A stubborn recession continues to put economic pressures on hospitals, governments and the public and they coalesce on the topic of how charity care affects tax exemptions. Financially strapped hospitals are treating a higher proportion of uninsured patients while state and local governments hunt for extra revenues to fill their own budget gaps. The precarious situation has led governing bodies to review the tax-exempt status of some hospitals and call for them to provide proof of charity care.
In some cases, the strategy has worked. Last March in Illinois for example, the state Supreme Court denied the property tax exemption of Provena Covenant Medical Center in Champaign-Urbana, deciding that the hospital “was not entitled to charitable or religious exemption from real property taxes.”
A statement from the hospital called the ruling “troubling” and promised that Provena officials would work to “prompt a dialogue among hospitals and elected officials about not only how we define charity care, but also how we better ensure that the people who need financial assistance get it.”
Some provider groups are understandably going on the offensive, such as the Wisconsin Hospital Association, which in mid-October issued a release touting that the state’s hospitals provided $226 million in charity care to 268,568 individuals.
“Even as the economy slowly recovers, job losses, layoffs and loss of health insurance are still realities for many Wisconsin families,” WHA Board chair David Olson said in the release. “Patients that have nowhere to turn find a safe harbor in our community hospitals when medical services are urgently needed.”
Reform a game-changer?
Although some of the most significant tenets of President Obama’s healthcare reform legislation won’t kick in for several years, hospitals are already looking at its potential impact on charity care, said George Whetsell, managing director for Chicago-based Huron Consulting Group.
“As insurance exchanges get started under healthcare reform and mandate that people buy insurance, there won’t be any uninsured, which means a smaller percentage of charity care,” he said. “There is some concern among hospitals that they would lose their tax exempt status because they won’t be handling any charity cases.”
If hospitals are having difficulty quantifying the amount of charity care they do, it could be because the term itself is subjectively defined, Whetsell said.
“Some hospitals will take write-off bad debts as charity, but if it is defined in too much detail, it could be awkward,” he said. “We have worked with hospitals that have a charity policy for patients who don’t have insurance or who can’t meet their deductibles. Some have a foundation that sets aside money to provide care. But not getting paid by itself is not charity and neither are the discounts for Medicare and Medicaid.”
As it stands, the bulk of charity care is being done in mostly urban “safety net” hospitals, primarily used by indigent and uninsured patients. Because of this disproportionate commitment, they have more financial challenges and “basically have no income to tax,” Whetsell said.
Conversely, suburban hospitals have less of a charity load and tend to be financially stronger, which has led some state officials to consider charging those hospitals “usage fees” for basic services in order to redistribute funds to poorer urban hospitals.

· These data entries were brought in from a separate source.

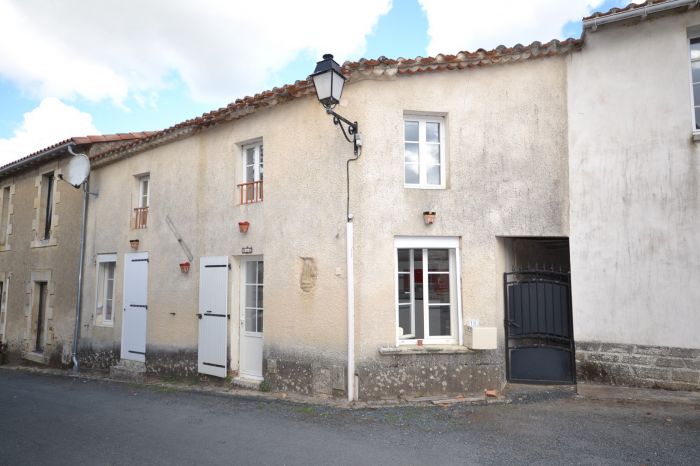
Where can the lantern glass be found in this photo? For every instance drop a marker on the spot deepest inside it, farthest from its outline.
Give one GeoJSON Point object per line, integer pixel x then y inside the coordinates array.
{"type": "Point", "coordinates": [328, 81]}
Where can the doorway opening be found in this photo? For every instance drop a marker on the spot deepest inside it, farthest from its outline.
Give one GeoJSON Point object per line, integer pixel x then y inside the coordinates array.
{"type": "Point", "coordinates": [537, 315]}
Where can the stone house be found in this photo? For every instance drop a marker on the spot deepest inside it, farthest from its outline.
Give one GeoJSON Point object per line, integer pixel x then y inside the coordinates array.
{"type": "Point", "coordinates": [433, 139]}
{"type": "Point", "coordinates": [39, 251]}
{"type": "Point", "coordinates": [525, 214]}
{"type": "Point", "coordinates": [633, 111]}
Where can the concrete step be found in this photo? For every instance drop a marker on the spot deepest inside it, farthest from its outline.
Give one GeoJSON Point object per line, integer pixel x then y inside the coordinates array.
{"type": "Point", "coordinates": [248, 384]}
{"type": "Point", "coordinates": [132, 371]}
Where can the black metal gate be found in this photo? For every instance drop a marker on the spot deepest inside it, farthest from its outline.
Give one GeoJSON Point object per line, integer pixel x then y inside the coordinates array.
{"type": "Point", "coordinates": [539, 330]}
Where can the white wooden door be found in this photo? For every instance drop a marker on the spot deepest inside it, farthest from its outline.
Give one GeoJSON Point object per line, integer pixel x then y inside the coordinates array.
{"type": "Point", "coordinates": [135, 306]}
{"type": "Point", "coordinates": [251, 318]}
{"type": "Point", "coordinates": [213, 316]}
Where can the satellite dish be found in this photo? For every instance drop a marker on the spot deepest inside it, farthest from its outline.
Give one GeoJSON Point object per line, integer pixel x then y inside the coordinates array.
{"type": "Point", "coordinates": [77, 170]}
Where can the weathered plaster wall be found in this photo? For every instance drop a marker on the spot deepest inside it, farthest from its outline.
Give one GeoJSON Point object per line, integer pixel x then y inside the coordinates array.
{"type": "Point", "coordinates": [193, 181]}
{"type": "Point", "coordinates": [57, 262]}
{"type": "Point", "coordinates": [506, 176]}
{"type": "Point", "coordinates": [634, 171]}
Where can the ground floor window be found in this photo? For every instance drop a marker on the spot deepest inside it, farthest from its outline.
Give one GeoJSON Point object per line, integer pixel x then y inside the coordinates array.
{"type": "Point", "coordinates": [104, 302]}
{"type": "Point", "coordinates": [41, 298]}
{"type": "Point", "coordinates": [426, 290]}
{"type": "Point", "coordinates": [254, 296]}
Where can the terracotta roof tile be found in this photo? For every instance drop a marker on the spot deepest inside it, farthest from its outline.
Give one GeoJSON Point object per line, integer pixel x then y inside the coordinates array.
{"type": "Point", "coordinates": [19, 163]}
{"type": "Point", "coordinates": [362, 69]}
{"type": "Point", "coordinates": [629, 7]}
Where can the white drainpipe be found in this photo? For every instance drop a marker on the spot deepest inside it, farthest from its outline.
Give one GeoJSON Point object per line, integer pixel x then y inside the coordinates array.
{"type": "Point", "coordinates": [593, 23]}
{"type": "Point", "coordinates": [351, 311]}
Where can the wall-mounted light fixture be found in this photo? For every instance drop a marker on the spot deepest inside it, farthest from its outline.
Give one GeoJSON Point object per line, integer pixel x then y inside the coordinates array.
{"type": "Point", "coordinates": [329, 82]}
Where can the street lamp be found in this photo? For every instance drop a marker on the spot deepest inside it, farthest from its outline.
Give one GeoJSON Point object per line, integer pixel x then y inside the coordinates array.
{"type": "Point", "coordinates": [329, 82]}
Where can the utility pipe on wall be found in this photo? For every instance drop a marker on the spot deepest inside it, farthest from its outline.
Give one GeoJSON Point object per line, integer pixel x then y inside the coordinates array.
{"type": "Point", "coordinates": [351, 287]}
{"type": "Point", "coordinates": [78, 301]}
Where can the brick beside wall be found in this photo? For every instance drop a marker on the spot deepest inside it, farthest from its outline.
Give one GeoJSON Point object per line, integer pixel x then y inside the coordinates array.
{"type": "Point", "coordinates": [639, 365]}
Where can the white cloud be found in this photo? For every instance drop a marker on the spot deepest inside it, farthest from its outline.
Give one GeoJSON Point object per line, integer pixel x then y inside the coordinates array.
{"type": "Point", "coordinates": [472, 24]}
{"type": "Point", "coordinates": [113, 49]}
{"type": "Point", "coordinates": [51, 122]}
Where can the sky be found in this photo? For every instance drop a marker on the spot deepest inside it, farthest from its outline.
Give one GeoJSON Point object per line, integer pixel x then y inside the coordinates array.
{"type": "Point", "coordinates": [80, 67]}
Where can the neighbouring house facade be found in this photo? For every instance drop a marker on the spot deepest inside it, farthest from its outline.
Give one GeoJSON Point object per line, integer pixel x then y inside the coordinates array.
{"type": "Point", "coordinates": [524, 214]}
{"type": "Point", "coordinates": [635, 213]}
{"type": "Point", "coordinates": [39, 251]}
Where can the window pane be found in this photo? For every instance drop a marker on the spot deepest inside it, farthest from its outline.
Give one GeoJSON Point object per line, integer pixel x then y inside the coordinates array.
{"type": "Point", "coordinates": [433, 154]}
{"type": "Point", "coordinates": [411, 130]}
{"type": "Point", "coordinates": [404, 288]}
{"type": "Point", "coordinates": [251, 296]}
{"type": "Point", "coordinates": [694, 48]}
{"type": "Point", "coordinates": [411, 152]}
{"type": "Point", "coordinates": [439, 321]}
{"type": "Point", "coordinates": [404, 256]}
{"type": "Point", "coordinates": [434, 175]}
{"type": "Point", "coordinates": [439, 288]}
{"type": "Point", "coordinates": [250, 320]}
{"type": "Point", "coordinates": [250, 272]}
{"type": "Point", "coordinates": [411, 174]}
{"type": "Point", "coordinates": [695, 66]}
{"type": "Point", "coordinates": [439, 260]}
{"type": "Point", "coordinates": [260, 272]}
{"type": "Point", "coordinates": [100, 289]}
{"type": "Point", "coordinates": [405, 319]}
{"type": "Point", "coordinates": [250, 156]}
{"type": "Point", "coordinates": [432, 132]}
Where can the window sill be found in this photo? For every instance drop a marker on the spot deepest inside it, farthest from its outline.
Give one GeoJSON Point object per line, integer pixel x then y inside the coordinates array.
{"type": "Point", "coordinates": [421, 186]}
{"type": "Point", "coordinates": [34, 357]}
{"type": "Point", "coordinates": [426, 349]}
{"type": "Point", "coordinates": [43, 243]}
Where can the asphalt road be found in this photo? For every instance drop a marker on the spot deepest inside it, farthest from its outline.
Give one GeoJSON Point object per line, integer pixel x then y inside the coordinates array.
{"type": "Point", "coordinates": [61, 420]}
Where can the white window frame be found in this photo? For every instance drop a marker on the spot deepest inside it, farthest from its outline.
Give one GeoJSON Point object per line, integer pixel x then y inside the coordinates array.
{"type": "Point", "coordinates": [144, 191]}
{"type": "Point", "coordinates": [244, 296]}
{"type": "Point", "coordinates": [425, 243]}
{"type": "Point", "coordinates": [5, 225]}
{"type": "Point", "coordinates": [258, 149]}
{"type": "Point", "coordinates": [104, 259]}
{"type": "Point", "coordinates": [423, 151]}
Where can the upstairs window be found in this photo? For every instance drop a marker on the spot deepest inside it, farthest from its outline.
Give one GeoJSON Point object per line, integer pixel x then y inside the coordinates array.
{"type": "Point", "coordinates": [695, 79]}
{"type": "Point", "coordinates": [46, 212]}
{"type": "Point", "coordinates": [104, 303]}
{"type": "Point", "coordinates": [141, 212]}
{"type": "Point", "coordinates": [424, 152]}
{"type": "Point", "coordinates": [5, 215]}
{"type": "Point", "coordinates": [251, 190]}
{"type": "Point", "coordinates": [143, 191]}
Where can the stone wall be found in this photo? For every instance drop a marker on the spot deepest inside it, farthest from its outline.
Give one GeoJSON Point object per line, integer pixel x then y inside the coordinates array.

“If the state is truly trying to do the right thing and provide funding for the uninsured and underinsured and there are hospitals that are making money while safety net hospitals are hanging on by a thread, they might get the idea to take some of the money from the profitable hospitals and reallocate it to the hospitals that serve the highest percentage of the disadvantaged,” Whetsell said.
S&P prognosis: Uncertain
In gauging the fiscal health of U.S. hospitals, a new Standard & Poor’s Rating Services report has determined that the overall healthcare economic environment has improved, but that “operations have not returned to 2006 and 2007 levels.” Currently, S&P analysts are “uncertain if operating margins will continue to grow or remain stable at current levels as small hospitals look for opportunities to increase volumes and cut costs amid continued soft patient volumes and higher unemployment.”
Moreover, as the longer-term outlook is tied to national healthcare reform, the S&P report is unsure about whether hospitals “can cope with the unfolding impact of the healthcare reform law in addition to the ongoing economic pressures.” Although the reform law contains several provisions that could be favorable for small and rural hospitals and will likely increase the number of insured patients, “we also believe small hospitals will experience elevated costs from implementing electronic health records and reporting quality data as well as possible lower payments from Medicare and Medicaid.”
At an early October teleconference, S&P associate director Ken Gacka said small not-for-profit hospital bond ratings have skewed toward speculative grade and that rating trends have been “volatile…because of less financial flexibility to absorb any added challenges in times of stress.” This has been apparent over the past three years, he said, as hospitals have been strained by the recession.
Bond rating downgrade-to-upgrade ratios tell the story, he said, as this year’s nearly 6:1 ratio is far higher than three years ago, when the ratio was less than 3:1. Further, in three years, S&P downgraded 23 hospitals from investment grade to speculative grade and 30 more within the speculative category.
It should be noted, however, that “a considerable portion of this occurred during the peak of recession,” Gacka said. “While the downgrades continue, we have observed some stability and the ratio is better.”